Some respected researchers in this field such as Mark Latash and colleagues [15,16] argue that it is not appropriate to compare the motor skills of children or adults with their typically developing peers as the differences in their nervous systems and physical make-up can be expected to produce movements that are different in perhaps both characteristics and quality. These researchers argue that the goal should be to help individuals with Down syndrome to become as effective as they can be through a wide variety of experiences and practice, allowing them to develop their motor skills in the way that is best for them and therefore not try to make their movements conform to what is considered ‘normal’ or typical. This view may have some implications for approaches to physical therapies. One problem other experts may have with this approach is the concern that preferred but atypical ways of moving might lead to long term orthopaedic or other problems, although there is no evidence that this is the case.
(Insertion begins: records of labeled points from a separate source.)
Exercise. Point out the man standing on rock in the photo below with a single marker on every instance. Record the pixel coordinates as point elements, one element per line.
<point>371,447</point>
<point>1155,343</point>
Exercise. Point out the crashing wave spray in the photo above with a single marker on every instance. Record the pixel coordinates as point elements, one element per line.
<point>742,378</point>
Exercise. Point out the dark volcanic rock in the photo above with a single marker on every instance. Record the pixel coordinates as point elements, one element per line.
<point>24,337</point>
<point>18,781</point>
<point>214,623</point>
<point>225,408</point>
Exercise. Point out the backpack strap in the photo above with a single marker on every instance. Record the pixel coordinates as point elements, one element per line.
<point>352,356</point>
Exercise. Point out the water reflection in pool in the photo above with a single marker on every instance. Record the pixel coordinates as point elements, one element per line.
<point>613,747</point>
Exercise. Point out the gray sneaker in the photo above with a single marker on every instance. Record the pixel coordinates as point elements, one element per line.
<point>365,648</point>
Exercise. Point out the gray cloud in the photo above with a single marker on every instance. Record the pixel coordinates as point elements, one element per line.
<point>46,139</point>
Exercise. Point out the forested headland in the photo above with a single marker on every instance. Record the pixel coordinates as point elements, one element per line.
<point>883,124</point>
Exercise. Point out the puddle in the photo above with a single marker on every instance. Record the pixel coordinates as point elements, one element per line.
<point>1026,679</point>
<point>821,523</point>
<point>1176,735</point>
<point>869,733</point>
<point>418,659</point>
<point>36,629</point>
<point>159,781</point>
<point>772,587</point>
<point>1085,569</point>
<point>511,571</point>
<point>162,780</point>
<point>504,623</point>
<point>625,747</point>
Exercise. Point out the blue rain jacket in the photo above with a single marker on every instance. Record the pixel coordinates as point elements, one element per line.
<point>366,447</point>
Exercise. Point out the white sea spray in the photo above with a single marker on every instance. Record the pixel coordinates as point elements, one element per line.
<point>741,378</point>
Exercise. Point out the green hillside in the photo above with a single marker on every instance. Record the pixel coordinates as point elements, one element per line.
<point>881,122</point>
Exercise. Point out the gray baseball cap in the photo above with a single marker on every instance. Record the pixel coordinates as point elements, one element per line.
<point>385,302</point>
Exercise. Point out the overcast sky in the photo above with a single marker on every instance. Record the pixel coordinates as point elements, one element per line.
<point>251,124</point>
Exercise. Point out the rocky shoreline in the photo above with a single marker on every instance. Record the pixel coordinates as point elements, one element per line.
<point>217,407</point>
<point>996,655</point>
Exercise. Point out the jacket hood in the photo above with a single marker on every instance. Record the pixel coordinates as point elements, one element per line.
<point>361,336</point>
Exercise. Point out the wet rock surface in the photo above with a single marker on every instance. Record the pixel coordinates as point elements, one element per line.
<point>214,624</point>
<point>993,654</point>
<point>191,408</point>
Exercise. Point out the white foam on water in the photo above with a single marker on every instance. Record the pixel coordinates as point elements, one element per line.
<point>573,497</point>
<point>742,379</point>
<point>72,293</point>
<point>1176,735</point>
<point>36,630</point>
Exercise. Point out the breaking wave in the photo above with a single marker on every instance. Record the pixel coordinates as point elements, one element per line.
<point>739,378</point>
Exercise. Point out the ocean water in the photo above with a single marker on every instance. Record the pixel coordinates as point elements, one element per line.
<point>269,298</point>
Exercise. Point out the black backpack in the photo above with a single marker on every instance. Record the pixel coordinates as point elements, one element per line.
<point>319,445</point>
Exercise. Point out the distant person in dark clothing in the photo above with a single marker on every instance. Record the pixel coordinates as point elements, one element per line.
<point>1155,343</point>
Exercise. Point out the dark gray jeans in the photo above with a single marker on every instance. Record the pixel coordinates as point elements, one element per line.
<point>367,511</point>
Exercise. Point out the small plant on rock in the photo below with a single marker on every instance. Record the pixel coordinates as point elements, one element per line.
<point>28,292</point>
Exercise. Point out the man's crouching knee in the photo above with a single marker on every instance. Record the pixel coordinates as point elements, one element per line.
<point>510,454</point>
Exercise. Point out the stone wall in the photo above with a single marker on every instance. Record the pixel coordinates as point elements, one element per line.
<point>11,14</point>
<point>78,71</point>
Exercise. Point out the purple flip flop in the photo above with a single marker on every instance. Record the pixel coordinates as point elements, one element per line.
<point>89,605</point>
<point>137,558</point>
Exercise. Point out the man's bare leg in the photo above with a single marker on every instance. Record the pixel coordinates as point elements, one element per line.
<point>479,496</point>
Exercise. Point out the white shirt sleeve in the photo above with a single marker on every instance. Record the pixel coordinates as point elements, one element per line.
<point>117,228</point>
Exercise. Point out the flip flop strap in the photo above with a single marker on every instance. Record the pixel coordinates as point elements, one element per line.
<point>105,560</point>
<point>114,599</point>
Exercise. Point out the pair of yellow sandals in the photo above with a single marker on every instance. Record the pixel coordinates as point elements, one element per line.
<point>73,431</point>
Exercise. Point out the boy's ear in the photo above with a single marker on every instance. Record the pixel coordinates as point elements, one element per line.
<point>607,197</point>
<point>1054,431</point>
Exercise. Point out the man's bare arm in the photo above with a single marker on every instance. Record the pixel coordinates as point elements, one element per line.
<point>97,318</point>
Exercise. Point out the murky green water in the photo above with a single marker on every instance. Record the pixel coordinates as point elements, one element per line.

Longitudinal studies are needed to settle this question. In practice, if a child wishes to get around the floor using an unusual movement there is little a parent can do to change this.
Visual learners
Research with adolescents and adults with Down syndrome highlights that they learn motor skills more effectively from watching a person model the action, rather than from verbal instruction.
In summary
The movement skills of children with Down syndrome are largely delayed rather than different and progress at the same pace as their general mental development. They may take longer and need more practice to improve their performance and they may continue to have more difficulty with tasks requiring balance. Most children achieve competence in all everyday gross and fine motor skills even though they develop more slowly. Despite the presence of lax ligaments and possible hypotonia, there is little evidence that they impair controlled movements as the central nervous system controls all movement and usually compensates for such variables.
Teenagers and adults with Down syndrome may be slower to perform movements in some situations, possibly reflecting slower information processing in the central nervous system and/or a focus on accuracy and safe, effective movements rather than on speed.[7]